Thank you for your consideration.


Advocacy for Principled Action in Government
American-Arab Anti-Discrimination Committee
American Civil Liberties Union
American Library Association
Association of Research Libraries
Bill of Rights Defense Committee
Brennan Center for Justice
Center for Democracy & Technology
Center for National Security Studies
Constitutional Alliance
The Constitution Project
Council on American-Islamic Relations
Cyber Privacy Project
Defending Dissent Foundation
Demand Progress
Electronic Frontier Foundation
Fight for the Future
Freedom of the Press Foundation
Free Press Action Fund
Government Accountability Project
Human Rights Watch
Liberty Coalition
Media Alliance
National Association of Criminal Defense Lawyers
New America’s Open Technology Institute
PEN American Center
Restore the Fourth
R Street
Student Net Alliance
Venture Politics


Jacob Appelbaum, Security and privacy researcher, The Tor Project
Brian Behlendorf, Technologist
Jon Callas, Cryptographer and Inventor
Antonios A. Chariton, Security Researcher, Institute of Computer Science, Foundation of Research and Technology — Hellas
Rik Farrow, Editor, USENIX
Dr.
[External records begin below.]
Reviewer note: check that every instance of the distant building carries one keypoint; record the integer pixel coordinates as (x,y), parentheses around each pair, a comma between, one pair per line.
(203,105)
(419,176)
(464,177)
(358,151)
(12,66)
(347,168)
Richard Forno, Jr. Affiliate Scholar, Stanford Center for Internet and Society*
Daniel Kahn Gillmor, Technologist
J. Alex Halderman, Morris Wellman Faculty Development Assistant Professor of Computer Science and Engineering, University of Michigan; Director, University of Michigan Center for Computer Security and Society
Jonathan Mayer, Stanford University*
Patrick R. McDonald, Director of Network Administration and Security, C2FO
Charlie Miller, Security Engineer at Twitter
Peter G. Neumann, Senior Principal Scientist, SRI International, Computer Science Lab, Moderator of the ACM Risks Forum
Ken Pfeil, CISO, Pioneer Investments
Ronald L. Rivest, Professor, MIT
Bruce Schneier, Cryptographer and Security Specialist
Armando Stettner, Internet Technology Consultant
Matt Suiche, Staff Engineer, VMware
Cris Thomas (Space Rogue), Security Strategist at Tenable Network Security*
Dr. Nicholas Weaver, Researcher, ICSI and UC Berkeley
*Titles and affiliations are for information purposes only.